I actually do not grow this plant in my own yard (for reasons which I cannot explain). I have planted it at the CTC@Robertson, and Dorothy and Bernie have it growing where they live, in Bowral. This is their plant.
The buds appear as a purple rosette. The colour comes from the colour of the bracts which cover the flowers before they open. Then as the first sign of the petals appear, they show as bright orange.
Purple and orange - what a combination? Interior designers would scream at the thought of matching those colours. But it works in nature.
As the petals first unfurl, the bright orange petal opens as a pale peachy yellow, and turns almost immediately to a buff-brown.
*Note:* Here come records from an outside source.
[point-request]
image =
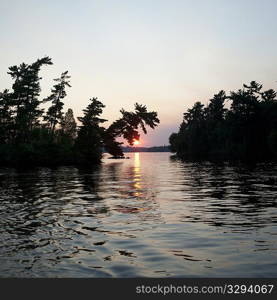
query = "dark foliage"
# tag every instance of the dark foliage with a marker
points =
(245, 131)
(29, 137)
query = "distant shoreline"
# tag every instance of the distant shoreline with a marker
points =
(145, 149)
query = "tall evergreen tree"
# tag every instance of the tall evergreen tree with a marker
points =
(69, 126)
(88, 146)
(26, 91)
(54, 114)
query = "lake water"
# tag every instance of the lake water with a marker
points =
(147, 216)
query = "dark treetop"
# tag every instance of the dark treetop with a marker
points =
(245, 129)
(30, 136)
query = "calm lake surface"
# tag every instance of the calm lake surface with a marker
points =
(149, 215)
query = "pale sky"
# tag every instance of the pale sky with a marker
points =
(164, 54)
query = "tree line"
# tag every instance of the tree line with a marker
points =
(239, 126)
(33, 135)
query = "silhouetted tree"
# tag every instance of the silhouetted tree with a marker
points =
(54, 114)
(127, 127)
(88, 147)
(245, 131)
(26, 90)
(69, 125)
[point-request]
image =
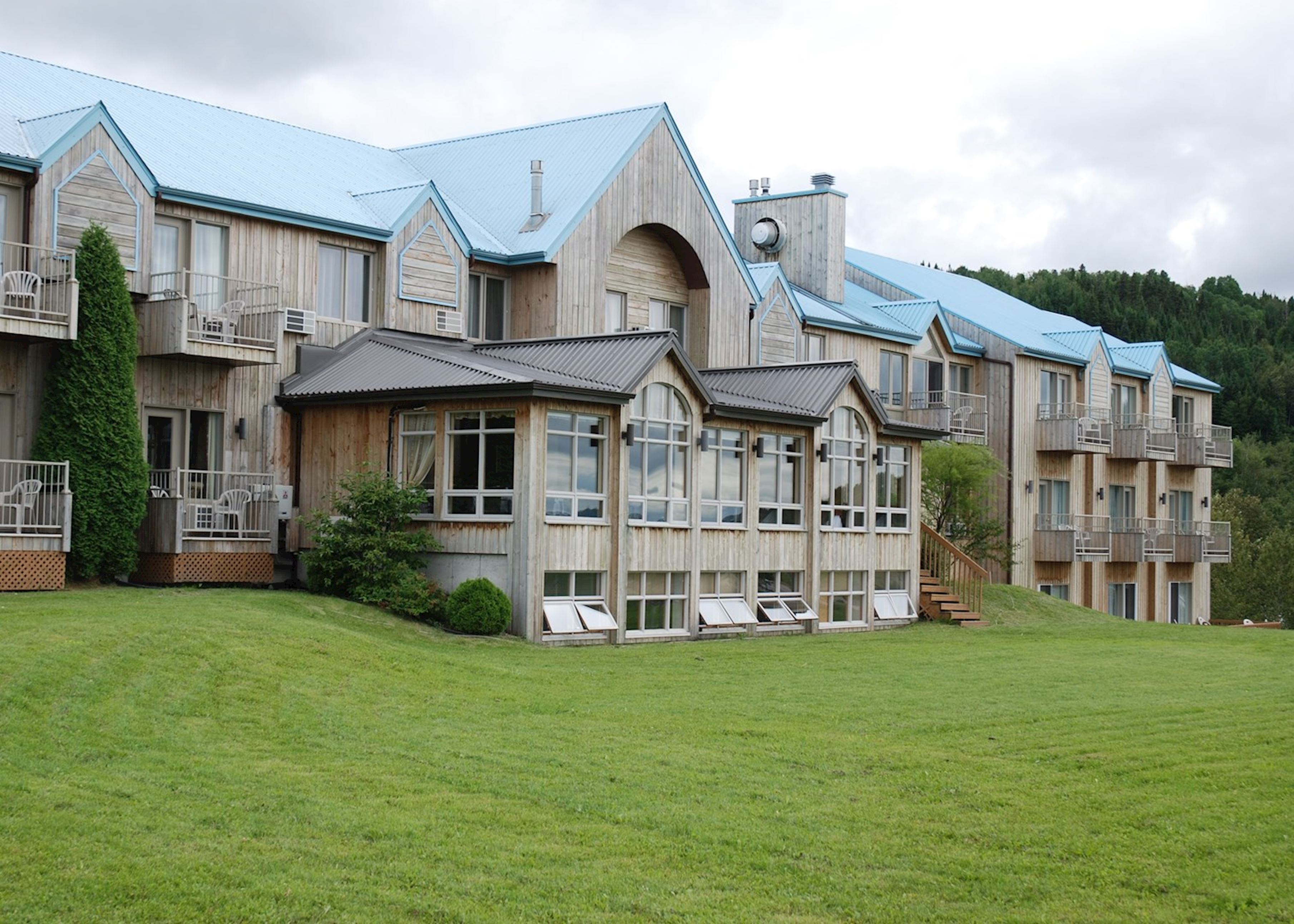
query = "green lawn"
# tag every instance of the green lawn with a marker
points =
(222, 755)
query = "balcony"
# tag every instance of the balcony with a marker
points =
(192, 510)
(1202, 542)
(35, 507)
(1145, 438)
(964, 416)
(1074, 429)
(1072, 538)
(211, 319)
(1204, 446)
(38, 293)
(1138, 539)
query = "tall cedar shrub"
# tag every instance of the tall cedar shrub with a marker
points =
(88, 417)
(368, 553)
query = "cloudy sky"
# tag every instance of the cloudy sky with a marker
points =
(1124, 135)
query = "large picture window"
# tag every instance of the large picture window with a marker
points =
(659, 457)
(576, 468)
(844, 471)
(343, 284)
(782, 480)
(656, 601)
(418, 455)
(481, 464)
(892, 488)
(723, 465)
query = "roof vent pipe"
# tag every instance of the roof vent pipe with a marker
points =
(537, 215)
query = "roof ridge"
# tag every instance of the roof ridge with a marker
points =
(196, 103)
(526, 129)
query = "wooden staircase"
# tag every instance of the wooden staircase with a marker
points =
(951, 583)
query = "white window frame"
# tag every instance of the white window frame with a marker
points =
(720, 443)
(723, 601)
(782, 457)
(474, 316)
(636, 592)
(345, 308)
(886, 514)
(400, 456)
(572, 495)
(679, 456)
(481, 492)
(853, 592)
(786, 603)
(571, 613)
(891, 597)
(849, 451)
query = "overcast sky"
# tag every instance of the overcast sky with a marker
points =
(1122, 135)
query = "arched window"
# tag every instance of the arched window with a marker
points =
(659, 457)
(844, 471)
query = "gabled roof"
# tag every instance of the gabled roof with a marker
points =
(385, 364)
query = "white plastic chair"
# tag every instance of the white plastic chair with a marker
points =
(230, 510)
(21, 499)
(23, 285)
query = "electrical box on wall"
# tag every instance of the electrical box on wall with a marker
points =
(284, 495)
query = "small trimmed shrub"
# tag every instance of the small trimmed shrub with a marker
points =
(478, 607)
(369, 553)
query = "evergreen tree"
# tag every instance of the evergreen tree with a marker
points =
(88, 417)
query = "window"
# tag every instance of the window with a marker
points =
(723, 466)
(656, 601)
(892, 600)
(481, 464)
(658, 460)
(1179, 602)
(1059, 591)
(1054, 392)
(1124, 404)
(782, 480)
(1122, 508)
(781, 597)
(574, 602)
(418, 455)
(843, 597)
(723, 600)
(343, 285)
(576, 468)
(616, 312)
(892, 488)
(844, 471)
(665, 315)
(1122, 598)
(487, 307)
(892, 380)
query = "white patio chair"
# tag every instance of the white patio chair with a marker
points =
(221, 324)
(23, 290)
(21, 499)
(230, 510)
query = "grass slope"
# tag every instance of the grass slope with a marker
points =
(276, 756)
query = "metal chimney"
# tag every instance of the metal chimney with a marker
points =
(537, 215)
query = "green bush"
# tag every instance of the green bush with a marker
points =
(478, 607)
(88, 417)
(366, 552)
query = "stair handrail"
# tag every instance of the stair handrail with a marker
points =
(955, 570)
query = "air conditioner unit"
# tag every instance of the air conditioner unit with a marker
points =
(298, 321)
(449, 321)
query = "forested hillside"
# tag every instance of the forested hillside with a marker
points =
(1243, 341)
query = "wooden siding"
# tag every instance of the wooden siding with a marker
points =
(813, 257)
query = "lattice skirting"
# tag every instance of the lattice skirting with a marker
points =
(206, 567)
(31, 570)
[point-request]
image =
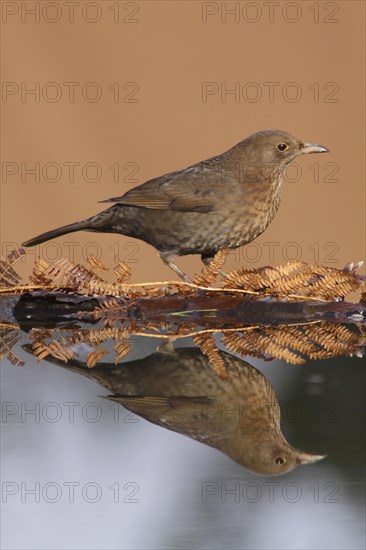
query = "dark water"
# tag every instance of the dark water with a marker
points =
(82, 472)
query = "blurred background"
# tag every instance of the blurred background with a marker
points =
(101, 96)
(98, 97)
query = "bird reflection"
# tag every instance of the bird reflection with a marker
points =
(179, 390)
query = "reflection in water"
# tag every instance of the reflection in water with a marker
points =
(179, 390)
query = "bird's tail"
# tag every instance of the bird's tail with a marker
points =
(78, 226)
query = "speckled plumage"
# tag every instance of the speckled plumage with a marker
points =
(224, 201)
(178, 389)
The petals are suffused with pigments which darken as the flower ages. So yellow flowers change through a pinkish tone to purple. It is an extraordinary transformation.
Some modern forms of this plant are all purple, but, like many "improved varieties" of flowers, it is surely a retrograde step to remove its greatest charm - its changeability of colour - the "mutability" for which it is named. It is precisely this amazing colour variation which I love. How do the natural plant pigments achieve this colour change as the flowers mature? I wish I knew the chemistry involved.
This flower is very attractive to the Hover Fly, which itself is an adornment to any flower.